Reputation: 14902
I have a sparse dgTMatrix from the Matrix package, that has picked up some duplicate colnames
. I want to combine these by summing the columns with the same names, forming a reduced Matrix.
I found this post, which I adapted for sparse matrix operations. But: It's still very slow on large objects. I am wondering if someone has a better solution that operates directly on the indexed elements of the sparse matrix that would be faster. For instance, A@j
indexes (from zero) the labels in A@Dimnames[[2]]

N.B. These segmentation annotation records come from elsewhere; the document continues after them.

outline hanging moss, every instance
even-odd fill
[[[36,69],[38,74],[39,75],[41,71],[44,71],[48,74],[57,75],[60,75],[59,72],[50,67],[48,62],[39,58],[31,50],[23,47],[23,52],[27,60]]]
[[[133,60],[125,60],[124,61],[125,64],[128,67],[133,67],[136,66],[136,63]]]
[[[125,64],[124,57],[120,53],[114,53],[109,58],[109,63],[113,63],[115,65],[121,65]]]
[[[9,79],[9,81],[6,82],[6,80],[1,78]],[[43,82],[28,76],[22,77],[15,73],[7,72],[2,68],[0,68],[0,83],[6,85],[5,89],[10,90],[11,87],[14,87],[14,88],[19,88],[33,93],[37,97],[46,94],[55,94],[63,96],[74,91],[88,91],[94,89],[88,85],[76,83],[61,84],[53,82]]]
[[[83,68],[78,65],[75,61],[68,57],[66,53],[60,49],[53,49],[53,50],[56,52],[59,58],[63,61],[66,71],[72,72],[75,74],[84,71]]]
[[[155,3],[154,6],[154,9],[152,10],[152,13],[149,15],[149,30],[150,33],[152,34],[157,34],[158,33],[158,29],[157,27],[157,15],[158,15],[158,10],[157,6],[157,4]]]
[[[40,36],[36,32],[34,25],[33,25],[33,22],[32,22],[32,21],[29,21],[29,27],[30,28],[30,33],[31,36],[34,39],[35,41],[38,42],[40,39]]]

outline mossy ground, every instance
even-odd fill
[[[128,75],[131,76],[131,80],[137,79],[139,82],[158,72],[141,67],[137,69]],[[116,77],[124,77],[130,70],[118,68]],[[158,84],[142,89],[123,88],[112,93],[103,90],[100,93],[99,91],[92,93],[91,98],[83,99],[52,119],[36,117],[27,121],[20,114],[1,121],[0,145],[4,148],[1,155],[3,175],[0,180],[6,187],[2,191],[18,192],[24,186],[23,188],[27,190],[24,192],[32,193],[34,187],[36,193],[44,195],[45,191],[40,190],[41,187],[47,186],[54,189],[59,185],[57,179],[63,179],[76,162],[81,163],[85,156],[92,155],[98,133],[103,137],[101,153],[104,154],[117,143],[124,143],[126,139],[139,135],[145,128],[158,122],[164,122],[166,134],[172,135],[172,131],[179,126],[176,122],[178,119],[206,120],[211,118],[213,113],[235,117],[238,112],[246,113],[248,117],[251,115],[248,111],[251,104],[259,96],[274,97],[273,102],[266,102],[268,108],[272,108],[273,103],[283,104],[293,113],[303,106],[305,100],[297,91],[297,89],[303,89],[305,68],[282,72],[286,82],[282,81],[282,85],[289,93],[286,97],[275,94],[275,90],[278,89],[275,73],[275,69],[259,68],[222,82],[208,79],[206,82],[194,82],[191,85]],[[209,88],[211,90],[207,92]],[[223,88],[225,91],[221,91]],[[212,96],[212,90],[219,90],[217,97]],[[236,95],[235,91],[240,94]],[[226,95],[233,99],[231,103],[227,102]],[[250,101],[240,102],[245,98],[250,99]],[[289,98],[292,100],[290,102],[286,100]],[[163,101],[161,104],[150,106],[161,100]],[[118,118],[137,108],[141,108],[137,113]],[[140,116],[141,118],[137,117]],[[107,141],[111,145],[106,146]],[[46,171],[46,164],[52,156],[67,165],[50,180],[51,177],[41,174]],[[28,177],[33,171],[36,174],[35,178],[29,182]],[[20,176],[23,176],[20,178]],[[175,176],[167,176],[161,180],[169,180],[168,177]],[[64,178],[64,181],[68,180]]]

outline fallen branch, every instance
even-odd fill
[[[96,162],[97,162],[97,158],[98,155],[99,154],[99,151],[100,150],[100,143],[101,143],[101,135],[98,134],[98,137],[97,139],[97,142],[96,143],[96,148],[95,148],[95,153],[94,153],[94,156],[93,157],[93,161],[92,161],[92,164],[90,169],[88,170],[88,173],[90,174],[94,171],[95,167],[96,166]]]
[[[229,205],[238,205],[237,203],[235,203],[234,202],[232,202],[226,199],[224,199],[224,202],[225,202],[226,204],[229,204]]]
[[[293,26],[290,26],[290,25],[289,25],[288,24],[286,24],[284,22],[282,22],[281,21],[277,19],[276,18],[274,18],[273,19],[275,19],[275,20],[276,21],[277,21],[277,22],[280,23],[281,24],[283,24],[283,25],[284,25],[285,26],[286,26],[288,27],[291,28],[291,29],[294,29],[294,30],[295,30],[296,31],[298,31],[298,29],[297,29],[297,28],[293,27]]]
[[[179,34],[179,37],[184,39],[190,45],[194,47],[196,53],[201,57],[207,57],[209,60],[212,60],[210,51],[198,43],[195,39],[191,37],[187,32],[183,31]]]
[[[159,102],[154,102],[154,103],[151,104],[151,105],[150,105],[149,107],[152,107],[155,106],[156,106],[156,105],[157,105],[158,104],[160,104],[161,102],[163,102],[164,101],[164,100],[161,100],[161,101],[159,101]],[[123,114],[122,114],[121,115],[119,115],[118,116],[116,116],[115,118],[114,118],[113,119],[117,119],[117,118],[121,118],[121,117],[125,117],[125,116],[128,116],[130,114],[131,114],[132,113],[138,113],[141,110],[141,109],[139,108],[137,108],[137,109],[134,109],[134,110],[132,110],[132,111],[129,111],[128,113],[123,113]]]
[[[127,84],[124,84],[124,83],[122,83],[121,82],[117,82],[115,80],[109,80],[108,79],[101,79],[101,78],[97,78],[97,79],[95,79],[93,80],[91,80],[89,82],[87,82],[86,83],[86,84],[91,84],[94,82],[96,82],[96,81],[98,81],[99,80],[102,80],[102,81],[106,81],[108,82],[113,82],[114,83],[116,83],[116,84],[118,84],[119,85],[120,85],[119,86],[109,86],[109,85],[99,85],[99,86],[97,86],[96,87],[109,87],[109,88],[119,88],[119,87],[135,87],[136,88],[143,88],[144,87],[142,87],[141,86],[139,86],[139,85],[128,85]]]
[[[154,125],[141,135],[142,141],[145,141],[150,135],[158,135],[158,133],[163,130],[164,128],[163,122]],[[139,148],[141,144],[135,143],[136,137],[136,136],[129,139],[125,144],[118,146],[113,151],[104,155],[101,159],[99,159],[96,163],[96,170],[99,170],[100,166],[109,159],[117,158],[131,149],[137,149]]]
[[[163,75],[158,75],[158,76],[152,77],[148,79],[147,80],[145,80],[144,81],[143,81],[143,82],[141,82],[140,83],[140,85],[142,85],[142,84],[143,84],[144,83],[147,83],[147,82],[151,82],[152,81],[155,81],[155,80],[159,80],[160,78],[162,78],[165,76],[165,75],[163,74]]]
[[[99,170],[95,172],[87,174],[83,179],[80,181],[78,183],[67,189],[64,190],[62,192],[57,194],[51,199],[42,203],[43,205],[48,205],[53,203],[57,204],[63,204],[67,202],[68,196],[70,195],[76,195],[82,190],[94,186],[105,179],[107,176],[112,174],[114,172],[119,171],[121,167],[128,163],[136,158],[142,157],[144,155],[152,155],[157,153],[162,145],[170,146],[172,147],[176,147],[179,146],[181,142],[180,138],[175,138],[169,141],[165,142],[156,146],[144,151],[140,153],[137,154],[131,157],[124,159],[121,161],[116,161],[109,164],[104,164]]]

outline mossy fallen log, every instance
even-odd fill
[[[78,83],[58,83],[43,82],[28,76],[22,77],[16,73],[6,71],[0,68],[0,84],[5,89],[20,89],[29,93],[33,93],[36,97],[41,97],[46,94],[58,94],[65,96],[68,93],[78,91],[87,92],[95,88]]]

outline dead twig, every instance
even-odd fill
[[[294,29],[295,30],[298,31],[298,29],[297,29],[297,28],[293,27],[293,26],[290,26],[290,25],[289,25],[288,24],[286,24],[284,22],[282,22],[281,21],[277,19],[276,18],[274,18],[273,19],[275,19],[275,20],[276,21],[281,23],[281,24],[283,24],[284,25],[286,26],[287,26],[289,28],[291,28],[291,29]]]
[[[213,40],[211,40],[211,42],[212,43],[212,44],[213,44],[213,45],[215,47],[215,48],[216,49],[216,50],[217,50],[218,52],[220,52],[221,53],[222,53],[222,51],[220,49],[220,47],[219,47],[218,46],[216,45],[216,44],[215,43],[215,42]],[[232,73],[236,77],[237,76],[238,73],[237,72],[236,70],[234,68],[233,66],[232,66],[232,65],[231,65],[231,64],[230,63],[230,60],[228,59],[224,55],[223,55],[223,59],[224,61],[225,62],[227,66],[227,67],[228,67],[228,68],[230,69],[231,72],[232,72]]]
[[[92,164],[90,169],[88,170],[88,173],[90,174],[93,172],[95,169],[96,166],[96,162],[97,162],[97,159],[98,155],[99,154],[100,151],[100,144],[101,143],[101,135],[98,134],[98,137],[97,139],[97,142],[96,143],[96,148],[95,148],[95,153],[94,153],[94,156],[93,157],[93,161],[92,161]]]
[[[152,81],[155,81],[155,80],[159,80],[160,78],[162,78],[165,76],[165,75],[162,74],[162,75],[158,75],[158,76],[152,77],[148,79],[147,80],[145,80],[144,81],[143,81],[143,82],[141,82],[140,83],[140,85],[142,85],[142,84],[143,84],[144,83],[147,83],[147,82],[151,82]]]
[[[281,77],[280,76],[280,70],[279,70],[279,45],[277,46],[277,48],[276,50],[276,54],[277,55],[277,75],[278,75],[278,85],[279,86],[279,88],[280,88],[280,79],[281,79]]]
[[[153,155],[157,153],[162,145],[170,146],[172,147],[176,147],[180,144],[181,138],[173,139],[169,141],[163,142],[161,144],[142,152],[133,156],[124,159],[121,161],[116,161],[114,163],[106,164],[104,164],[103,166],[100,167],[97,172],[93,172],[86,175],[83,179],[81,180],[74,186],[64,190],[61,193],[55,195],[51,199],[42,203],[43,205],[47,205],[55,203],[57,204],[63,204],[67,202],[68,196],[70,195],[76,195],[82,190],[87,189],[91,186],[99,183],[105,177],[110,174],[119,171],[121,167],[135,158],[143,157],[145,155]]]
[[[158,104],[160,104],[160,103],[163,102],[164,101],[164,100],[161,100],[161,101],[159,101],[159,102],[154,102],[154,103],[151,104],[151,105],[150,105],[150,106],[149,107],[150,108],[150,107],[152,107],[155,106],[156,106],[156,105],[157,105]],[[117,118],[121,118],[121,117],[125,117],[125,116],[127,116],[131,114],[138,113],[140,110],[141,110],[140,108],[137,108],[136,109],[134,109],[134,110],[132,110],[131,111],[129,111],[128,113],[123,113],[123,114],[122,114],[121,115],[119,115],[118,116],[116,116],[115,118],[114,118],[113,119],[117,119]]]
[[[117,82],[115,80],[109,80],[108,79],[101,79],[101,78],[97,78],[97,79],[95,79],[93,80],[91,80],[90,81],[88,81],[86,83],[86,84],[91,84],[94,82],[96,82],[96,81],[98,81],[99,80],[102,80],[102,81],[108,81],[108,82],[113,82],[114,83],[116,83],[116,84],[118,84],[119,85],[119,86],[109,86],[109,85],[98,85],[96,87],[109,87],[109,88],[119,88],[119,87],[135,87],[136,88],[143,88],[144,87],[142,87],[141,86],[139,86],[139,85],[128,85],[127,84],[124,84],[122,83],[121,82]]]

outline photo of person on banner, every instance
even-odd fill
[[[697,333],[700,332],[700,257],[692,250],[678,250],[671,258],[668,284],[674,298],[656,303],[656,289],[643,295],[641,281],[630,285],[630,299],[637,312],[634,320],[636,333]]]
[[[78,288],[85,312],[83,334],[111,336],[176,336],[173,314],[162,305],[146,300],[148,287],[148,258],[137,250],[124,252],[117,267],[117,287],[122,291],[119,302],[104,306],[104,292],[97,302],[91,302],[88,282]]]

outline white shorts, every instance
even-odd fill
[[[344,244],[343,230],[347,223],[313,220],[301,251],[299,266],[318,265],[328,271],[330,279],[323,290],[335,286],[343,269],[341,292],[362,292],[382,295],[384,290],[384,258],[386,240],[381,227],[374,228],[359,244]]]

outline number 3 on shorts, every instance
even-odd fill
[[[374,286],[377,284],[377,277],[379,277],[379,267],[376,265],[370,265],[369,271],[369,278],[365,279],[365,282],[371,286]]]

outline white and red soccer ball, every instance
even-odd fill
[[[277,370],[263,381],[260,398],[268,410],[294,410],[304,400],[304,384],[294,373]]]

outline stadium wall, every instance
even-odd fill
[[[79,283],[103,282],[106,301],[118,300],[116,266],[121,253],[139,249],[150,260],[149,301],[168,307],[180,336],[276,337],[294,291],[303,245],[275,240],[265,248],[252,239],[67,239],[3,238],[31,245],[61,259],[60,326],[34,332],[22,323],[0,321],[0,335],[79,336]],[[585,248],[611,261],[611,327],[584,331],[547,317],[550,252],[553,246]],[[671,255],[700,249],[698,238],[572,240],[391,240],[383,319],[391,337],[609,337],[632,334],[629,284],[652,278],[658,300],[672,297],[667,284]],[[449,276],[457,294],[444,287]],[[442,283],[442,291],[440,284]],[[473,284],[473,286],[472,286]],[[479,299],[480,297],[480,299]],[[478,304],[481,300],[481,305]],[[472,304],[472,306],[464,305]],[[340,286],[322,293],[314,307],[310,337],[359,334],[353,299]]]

, which could be compacted and used to reindex A@j
. (Note: This is why I used the triplet sparse matrix form rather than the Matrix default of column-sparse matrixes since figuring out that p
value makes my head hurt every time.)
require(Matrix)
# set up a (triplet) sparseMatrix
A <- sparseMatrix(i = c(1, 2, 1, 2, 1, 2), j = 1:6, x = rep(1:3, 2),
giveCsparse = FALSE,
dimnames = list(paste0("r", 1:2), rep(letters[1:3], 2)))
A
## 2 x 6 sparse Matrix of class "dgTMatrix"
## a b c a b c
## r1 1 . 3 . 2 .
## r2 . 2 . 1 . 3
str(A)
## Formal class 'dgTMatrix' [package "Matrix"] with 6 slots
## ..@ i : int [1:6] 0 1 0 1 0 1
## ..@ j : int [1:6] 0 1 2 3 4 5
## ..@ Dim : int [1:2] 2 6
## ..@ Dimnames:List of 2
## .. ..$ : chr [1:2] "r1" "r2"
## .. ..$ : chr [1:6] "a" "b" "c" "a" ...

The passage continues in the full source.